Women’s March Foundation: new initiatives and impact
Remember when an estimated 5 million people took to the streets on January 21, 2017 to support gender equality, civil rights and other issues that were to face challenges after Donald Trump was elected? The protest, known as Women’s March 2017, launched the Women’s March Foundation, which works for gender equality and, more broadly, equity for all, regardless of race, religion, ethnicity. gender identity or sexuality.
WMF’s mission is always urgent; in fact, some research suggests that progress towards gender equality has slowed in recent years. But the world has changed significantly since 2017, and the pandemic has made it difficult to gather safely in large groups. How does a foundation committed to the idea of women taking to the streets remain relevant in this environment?
WMF has launched a new project, the Feminist Street Initiative, to rename the streets for women whose efforts have impacted the world. The organization will work to rename the streets after figures such as Maya Angelou, Dolores Huerta, Gloria Steinem, Ruth Bader Ginsburg, Sojourner Truth and Wilma Mankiller.
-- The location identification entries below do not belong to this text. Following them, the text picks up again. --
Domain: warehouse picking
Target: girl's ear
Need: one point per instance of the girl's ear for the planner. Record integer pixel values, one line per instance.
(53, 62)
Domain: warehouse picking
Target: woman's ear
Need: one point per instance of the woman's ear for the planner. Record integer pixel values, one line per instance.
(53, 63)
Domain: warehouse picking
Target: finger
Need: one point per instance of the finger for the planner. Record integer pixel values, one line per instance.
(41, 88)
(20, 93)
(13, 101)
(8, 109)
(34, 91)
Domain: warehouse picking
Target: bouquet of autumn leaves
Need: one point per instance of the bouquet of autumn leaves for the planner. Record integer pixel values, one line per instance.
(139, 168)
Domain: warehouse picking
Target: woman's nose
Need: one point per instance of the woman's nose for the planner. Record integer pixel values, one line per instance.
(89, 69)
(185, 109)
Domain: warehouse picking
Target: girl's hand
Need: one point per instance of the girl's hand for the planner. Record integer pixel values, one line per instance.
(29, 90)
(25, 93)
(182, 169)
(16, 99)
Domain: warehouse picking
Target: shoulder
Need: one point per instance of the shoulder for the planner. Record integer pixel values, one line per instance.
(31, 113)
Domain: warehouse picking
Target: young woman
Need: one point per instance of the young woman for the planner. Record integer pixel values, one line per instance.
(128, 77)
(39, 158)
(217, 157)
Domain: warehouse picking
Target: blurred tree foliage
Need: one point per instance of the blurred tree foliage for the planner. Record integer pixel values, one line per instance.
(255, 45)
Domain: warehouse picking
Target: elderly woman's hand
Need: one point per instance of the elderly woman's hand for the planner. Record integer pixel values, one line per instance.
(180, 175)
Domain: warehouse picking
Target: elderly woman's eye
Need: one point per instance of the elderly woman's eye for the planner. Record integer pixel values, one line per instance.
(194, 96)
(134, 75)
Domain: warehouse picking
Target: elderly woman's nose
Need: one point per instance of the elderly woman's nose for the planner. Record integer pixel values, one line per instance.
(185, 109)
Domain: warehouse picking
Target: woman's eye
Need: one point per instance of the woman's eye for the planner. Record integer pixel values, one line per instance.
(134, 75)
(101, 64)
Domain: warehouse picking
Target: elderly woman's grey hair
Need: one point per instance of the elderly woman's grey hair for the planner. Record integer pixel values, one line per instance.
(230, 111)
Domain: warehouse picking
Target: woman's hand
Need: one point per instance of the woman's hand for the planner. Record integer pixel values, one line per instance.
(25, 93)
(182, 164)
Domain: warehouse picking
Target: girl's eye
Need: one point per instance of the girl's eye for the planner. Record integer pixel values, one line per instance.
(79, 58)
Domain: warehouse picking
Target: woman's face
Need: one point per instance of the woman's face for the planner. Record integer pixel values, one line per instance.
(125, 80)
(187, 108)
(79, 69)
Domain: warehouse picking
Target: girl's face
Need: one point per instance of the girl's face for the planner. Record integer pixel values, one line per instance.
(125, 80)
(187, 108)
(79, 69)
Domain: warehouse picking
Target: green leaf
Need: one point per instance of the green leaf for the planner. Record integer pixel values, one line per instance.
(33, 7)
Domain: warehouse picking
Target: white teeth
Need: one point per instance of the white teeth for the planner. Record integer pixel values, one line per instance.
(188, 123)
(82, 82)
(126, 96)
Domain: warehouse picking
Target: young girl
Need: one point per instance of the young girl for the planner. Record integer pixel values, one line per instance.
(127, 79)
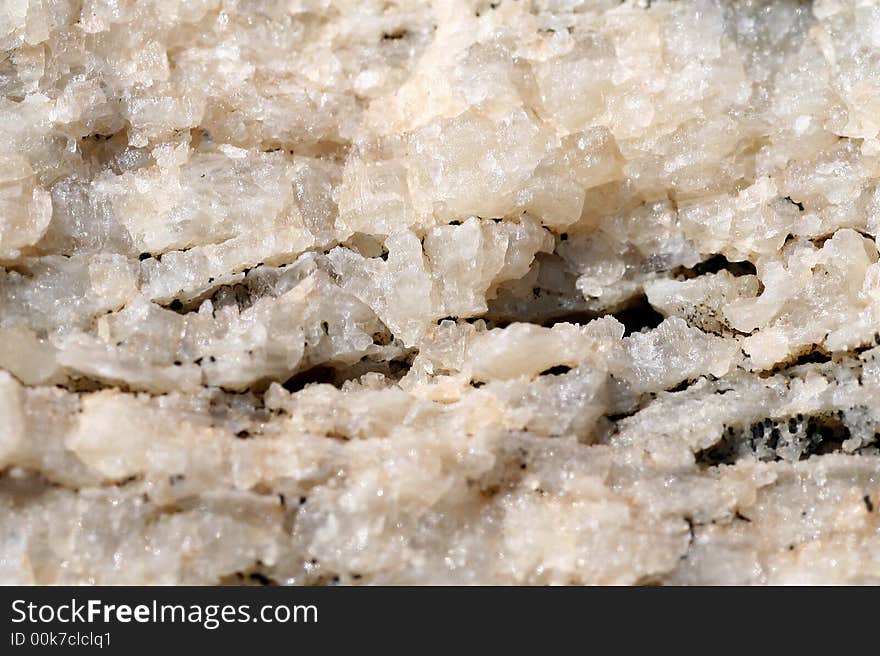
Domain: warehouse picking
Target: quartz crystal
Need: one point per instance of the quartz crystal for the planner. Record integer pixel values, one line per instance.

With this initiative, the organization serves as an example of how associations can find ways to keep their mission front and center even when the action for which they are best known has faded from the public eye.
Adapt to today’s environment
Needless to say, when gathering in large groups is seen as a health hazard, the tactics of organizations like WMF need to change, at least temporarily.
Rather than wait out the pandemic, the organization found a new way to make the presence of women felt on the streets and communities across the country, this time on a permanent basis. According to the WMF website, the initiative to rename the streets is a direct response to the pandemic.
“COVID has forced us off the streets, but this initiative will help secure our legacy for time immemorial,” Emiliana Guereca, Founder and President of WMF, said in a statement.
Find new places to be heard
In looking for new ways to make an impact, WMF came across a perhaps unnoticed consequence of gender inequality: of the approximately 240 million road segments in the United States, the foundation says that approximately three quarters are named after men and very few are named after women.
Additionally, in a study of seven major cities around the world, researchers reported that only 27.5% of streets surveyed were named after women. By exploring new ways to effect change, WMF found another place where women were underrepresented.
“It’s almost like we don’t exist, like we’re not part of the story. So we aim to change that,” Guereca said in an interview with list.
Take advantage of virtual communities
Since WMF has been unable to organize in person, it has launched the Feminist Street Initiative spreading the word to its online community, which will have a real impact on the streets the protesters have occupied. in the name of gender equality.
Now, after encouraging Guereca to post suggestions online for more women to be featured, the organization has reportedly received dozens of requests for streets to be named after more notable women.
“This is what our trajectory looks like: from taking to the streets to renaming the streets,” Guereca said.